Pressioni su Parolin per l'intervento Ruini: "Non è ingerenza, ma difesa"

Neppure per l'aborto o il divorzio si era arrivati a un livello di scontro così alto. E ora si muovono le diplomazie, oggi una nota

Pressioni su Parolin per l'intervento Ruini: "Non è ingerenza, ma difesa"

Una linea di comunicazione tra Vaticano e alcuni oppositori del ddl Zan era stata attivata già da diversi mesi, da quando era apparso chiaro a tutti che gli interventi della Chiesa italiana per bocca del mite cardinale Gualtiero Bassetti non erano riusciti a convincere il governo a rivedere il disegno di legge contro l'omotransfobia, approvato dalla Camera e in discussione in Commissione Giustizia al Senato. E così, superati i tentativi concilianti della Conferenza episcopale italiana di far riformulare il testo del ddl, da più parti, non solo organizzazioni cattoliche ma anche personalità interne al Parlamento, avevano bussato alla porta della Segreteria di Stato Vaticana per chiedere un intervento a livello diplomatico che potesse suscitare una qualche reazione. Cosa che peraltro è avvenuta immediatamente. Un intervento istituzionale ad alto livello, insomma, senza scomodare questa volta il Papa, ma che potesse far tornare alla mente le prese di posizione del Vaticano nel 1974 per il referendum sul divorzio, con Papa Paolo VI che convocava Aldo Moro, e nel 1981 per quello sull'aborto. E così dall'ufficio del Segretario di Stato Pietro Parolin hanno studiato a lungo la questione, hanno esaminato il testo del disegno di legge che, entrando in vigore così com'è scritto adesso, violerebbe, secondo l'interpretazione della Santa Sede, alcuni passaggi dell'Accordo di Villa Madama, il concordato firmato nel 1984 che rivedeva i Patti Lateranensi del 1929 tra Italia e Vaticano.

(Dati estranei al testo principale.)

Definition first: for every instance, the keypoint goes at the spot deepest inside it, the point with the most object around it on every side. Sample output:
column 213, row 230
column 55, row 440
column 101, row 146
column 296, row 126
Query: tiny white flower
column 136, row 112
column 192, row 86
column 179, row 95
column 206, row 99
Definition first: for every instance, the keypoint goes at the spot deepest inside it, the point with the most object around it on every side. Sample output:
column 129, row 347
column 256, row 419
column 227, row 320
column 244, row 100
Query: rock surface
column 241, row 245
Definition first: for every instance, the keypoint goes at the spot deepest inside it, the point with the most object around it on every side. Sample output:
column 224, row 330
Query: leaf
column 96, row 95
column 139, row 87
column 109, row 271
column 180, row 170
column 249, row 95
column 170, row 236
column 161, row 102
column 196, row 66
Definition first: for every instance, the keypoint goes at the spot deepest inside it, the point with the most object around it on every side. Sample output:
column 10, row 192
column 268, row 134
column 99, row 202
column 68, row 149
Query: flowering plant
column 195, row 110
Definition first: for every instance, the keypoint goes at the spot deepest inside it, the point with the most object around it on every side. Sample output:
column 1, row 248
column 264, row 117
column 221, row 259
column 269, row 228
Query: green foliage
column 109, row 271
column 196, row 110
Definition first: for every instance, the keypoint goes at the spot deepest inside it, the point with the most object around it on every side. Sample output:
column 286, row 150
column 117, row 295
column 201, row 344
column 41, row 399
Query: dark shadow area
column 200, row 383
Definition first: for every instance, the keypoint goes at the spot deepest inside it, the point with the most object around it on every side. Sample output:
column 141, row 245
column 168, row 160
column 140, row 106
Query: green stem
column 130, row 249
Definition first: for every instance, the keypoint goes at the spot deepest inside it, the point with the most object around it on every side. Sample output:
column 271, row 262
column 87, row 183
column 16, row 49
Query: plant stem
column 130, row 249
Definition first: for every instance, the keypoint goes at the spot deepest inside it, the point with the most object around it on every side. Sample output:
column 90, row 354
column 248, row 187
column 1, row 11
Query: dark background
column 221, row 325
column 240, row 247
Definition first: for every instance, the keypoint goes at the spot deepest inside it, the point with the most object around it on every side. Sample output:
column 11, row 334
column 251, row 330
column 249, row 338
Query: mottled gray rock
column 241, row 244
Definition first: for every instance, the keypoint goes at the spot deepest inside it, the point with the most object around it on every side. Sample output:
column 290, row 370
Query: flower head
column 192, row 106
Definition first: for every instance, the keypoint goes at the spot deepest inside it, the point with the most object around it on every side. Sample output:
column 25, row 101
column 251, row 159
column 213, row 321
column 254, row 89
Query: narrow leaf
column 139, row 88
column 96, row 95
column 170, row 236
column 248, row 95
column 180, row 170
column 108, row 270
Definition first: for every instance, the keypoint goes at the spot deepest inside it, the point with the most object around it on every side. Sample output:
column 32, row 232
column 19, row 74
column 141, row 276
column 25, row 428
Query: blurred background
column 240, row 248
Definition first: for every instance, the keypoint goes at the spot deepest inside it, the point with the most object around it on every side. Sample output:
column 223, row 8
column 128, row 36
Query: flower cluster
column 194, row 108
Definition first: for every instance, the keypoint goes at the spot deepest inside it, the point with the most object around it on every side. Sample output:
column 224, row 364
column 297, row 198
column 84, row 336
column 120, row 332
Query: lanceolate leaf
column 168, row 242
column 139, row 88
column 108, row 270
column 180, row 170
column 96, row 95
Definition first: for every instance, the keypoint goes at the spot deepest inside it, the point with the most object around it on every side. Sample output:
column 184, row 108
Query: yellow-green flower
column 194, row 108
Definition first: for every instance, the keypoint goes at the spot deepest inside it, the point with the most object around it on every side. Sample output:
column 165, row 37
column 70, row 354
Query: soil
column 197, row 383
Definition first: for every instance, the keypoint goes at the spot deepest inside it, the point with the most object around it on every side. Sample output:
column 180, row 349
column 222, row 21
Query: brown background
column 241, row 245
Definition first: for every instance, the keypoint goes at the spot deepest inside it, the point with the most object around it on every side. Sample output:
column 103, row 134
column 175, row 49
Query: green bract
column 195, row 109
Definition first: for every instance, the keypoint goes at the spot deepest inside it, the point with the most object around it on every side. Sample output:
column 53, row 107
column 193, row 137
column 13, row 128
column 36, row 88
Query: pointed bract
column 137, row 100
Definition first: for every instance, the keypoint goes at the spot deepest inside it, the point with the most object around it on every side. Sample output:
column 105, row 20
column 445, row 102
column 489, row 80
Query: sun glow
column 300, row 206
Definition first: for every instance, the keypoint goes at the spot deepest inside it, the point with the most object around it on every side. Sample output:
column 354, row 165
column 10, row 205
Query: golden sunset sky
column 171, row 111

È toccato infine a monsignor Paul Richard Gallagher, Segretario per i Rapporti con gli Stati, ministro degli Esteri del Vaticano e collaboratore del cardinale Parolin, consegnare la nota informalmente all'Ambasciatore italiano presso la Santa Sede, Pietro Sebastiani, al termine di un incontro su fede e scienza in Vaticano il 17 giugno scorso. Un atto molto forte e che ha colto di sorpresa soprattutto il ministro degli Esteri, Luigi Di Maio che, godendo di buone entrature in Segreteria di Stato anche per mezzo dell'ex premier Giuseppe Conte, ha già attivato tutti i canali per risolvere la questione a livello diplomatico. Tutto fermo invece in Vaticano dove si è atteso il rientro, ieri sera, del cardinale Pietro Parolin. Soltanto oggi potrebbe arrivare un comunicato ufficiale della Sala Stampa Vaticana che aggiungerebbe comunque non molto rispetto alla breve sintesi della nota pubblicata ieri pomeriggio dall'Osservatore Romano, il quotidiano della Santa Sede.

Papa Francesco era stato chiarissimo sin dal primo momento del suo pontificato: i rapporti con la politica spettano alla Conferenza Episcopale Italiana, chiudendo l'epoca del cardinale Tarcisio Bertone, Segretario di Stato di Benedetto XVI che trattava direttamente con il governo. Nonostante la richiesta del Papa, però, di fronte ad un atteggiamento considerato troppo morbido da parte dei vescovi italiani, il Vaticano è entrato nel dibattito politico scatenando le ire di numerose personalità che son tornate a parlare di ingerenza della Chiesa nelle questioni italiane. «Non si tratta di ingerenza», spiega al Giornale il cardinale Camillo Ruini, già Presidente della Cei dal 1991 al 2008 che da numero uno dei vescovi italiani si era schierato in prima linea per il referendum sulla procreazione assistita del 2005, invocando l'astensionismo, «si tratta di doverosa difesa della libertà della Chiesa e dei cattolici, come di tutti i cittadini. Per questo la nota della Segreteria di Stato Vaticana chiede che il ddl Zan sia riformulato così che possa diventare più conforme alla stessa Costituzione che tutela per tutti all'articolo 21 la piena libertà di espressione. La nota della Santa Sede - conclude Ruini - non è un atto ostile al governo o al Parlamento italiano, ma un invito alla collaborazione».